Online psychotherapy for panic attacks
Online psychotherapy for panic attacks via Skype
Online Mindfulness Therapy for Anxiety and Panic Attacks.
Email me to discover more about this online therapy service and to schedule a Skype therapy session with me.
I will teach you how to work with your anxiety and panic attacks using the well-tested and respected methods of Mindfulness Therapy.
Mindfulness Therapy is very effective and most people see significant improvements after the first few sessions once you start applying the techniques that I will be teaching you.
Most, if not all of my clients, have already tried and are looking for better alternatives to medications. The focus of Mindfulness Therapy is to treat the underlying cause of your anxiety rather than just trying to manage symptoms.
Main site: Online therapy for panic attacks
If you want to recover effectively from your anxiety and panic attacks you must treat your underlying habitual anxiety thoughts. This is what I will teach you during our Skype Therapy Sessions together.
Email me to learn more about Online Psychotherapy sessions via Skype with me.
Online Mindfulness Psychotherapist over Skype or Zoom for help with Anxiety & Panic Attacks without depending on anti-anxiety medications
Everyone that I have worked with really benefits from the mindfulness approach that I teach for healing emotional suffering…

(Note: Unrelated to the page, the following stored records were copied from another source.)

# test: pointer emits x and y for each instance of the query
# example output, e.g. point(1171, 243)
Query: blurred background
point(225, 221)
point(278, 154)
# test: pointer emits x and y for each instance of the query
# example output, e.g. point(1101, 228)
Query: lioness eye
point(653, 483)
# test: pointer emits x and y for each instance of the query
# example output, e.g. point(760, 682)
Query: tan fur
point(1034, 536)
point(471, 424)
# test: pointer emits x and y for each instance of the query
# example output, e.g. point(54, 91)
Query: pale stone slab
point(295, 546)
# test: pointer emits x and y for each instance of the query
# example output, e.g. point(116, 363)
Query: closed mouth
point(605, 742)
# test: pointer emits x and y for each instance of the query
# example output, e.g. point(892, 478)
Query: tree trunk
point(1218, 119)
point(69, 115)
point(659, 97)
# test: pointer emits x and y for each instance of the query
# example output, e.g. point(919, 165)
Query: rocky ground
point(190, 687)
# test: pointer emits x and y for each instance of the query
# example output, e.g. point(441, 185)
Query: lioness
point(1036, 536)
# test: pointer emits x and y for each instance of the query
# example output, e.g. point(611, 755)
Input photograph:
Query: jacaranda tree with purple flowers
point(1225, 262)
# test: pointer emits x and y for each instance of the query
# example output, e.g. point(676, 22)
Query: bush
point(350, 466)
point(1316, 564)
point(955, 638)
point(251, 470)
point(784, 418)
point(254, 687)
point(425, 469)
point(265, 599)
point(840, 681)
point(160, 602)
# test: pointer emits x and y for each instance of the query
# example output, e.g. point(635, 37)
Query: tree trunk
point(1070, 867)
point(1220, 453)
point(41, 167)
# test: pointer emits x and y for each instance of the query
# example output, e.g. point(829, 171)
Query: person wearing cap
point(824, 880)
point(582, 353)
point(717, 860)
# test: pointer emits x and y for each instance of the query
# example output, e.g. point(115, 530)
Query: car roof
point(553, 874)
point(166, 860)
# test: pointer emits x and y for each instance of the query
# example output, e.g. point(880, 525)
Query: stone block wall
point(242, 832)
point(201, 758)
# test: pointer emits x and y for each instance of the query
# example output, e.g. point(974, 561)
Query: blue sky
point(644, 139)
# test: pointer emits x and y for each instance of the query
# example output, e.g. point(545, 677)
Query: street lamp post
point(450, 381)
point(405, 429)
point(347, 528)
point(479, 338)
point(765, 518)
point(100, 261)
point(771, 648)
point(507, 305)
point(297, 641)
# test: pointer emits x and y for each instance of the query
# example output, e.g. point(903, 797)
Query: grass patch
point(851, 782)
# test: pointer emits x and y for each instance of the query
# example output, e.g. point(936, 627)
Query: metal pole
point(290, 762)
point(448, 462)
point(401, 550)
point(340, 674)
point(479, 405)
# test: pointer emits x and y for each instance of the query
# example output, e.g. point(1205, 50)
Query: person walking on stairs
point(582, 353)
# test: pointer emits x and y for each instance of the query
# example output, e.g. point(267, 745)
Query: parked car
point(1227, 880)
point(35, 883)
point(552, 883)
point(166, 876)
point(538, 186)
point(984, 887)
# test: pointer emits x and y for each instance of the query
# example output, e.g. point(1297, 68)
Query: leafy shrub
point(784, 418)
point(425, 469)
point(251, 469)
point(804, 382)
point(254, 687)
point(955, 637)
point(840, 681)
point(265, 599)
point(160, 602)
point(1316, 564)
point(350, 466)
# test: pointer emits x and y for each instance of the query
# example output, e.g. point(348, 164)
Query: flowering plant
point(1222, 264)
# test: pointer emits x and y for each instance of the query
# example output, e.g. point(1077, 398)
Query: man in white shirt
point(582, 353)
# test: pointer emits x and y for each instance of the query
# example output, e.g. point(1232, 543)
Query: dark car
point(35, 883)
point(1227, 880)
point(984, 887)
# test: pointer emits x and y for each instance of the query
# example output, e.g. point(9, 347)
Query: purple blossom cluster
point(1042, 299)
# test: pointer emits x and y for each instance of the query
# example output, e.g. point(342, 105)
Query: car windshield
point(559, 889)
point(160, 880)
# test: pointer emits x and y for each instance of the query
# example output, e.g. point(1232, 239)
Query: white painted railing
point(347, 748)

"I realized that anxiety disorders and depression were not a disease that I needed to attack. I needed to change the way I reacted to my thoughts and emotions and view life in a different way."
How to Overcome Panic Attacks and Anxiety without taking pills
Panic attack anxiety is a very intense emotional reaction to certain perceived threats. many of these threats, or triggers, are not rational; but that's not the point, because they are VERY real for the victim. Trying to convince someone that they should simply "get it together" and stop thinking negative thoughts is an ineffective approach, because for that person, those thoughts and beliefs ARE real. During Online Therapy for Panic Attacks sessions, we focus on changing the underlying emotions themselves through applied mindfulness.
During Mindfulness Therapy sessions, we take a totally different approach. The focus is on changing our relationship to the anxiety emotion. Instead of denying it or resisting it, we learn how to be present with the emotion, but WITHOUT becoming reactive. This is the first step to making real positive changes.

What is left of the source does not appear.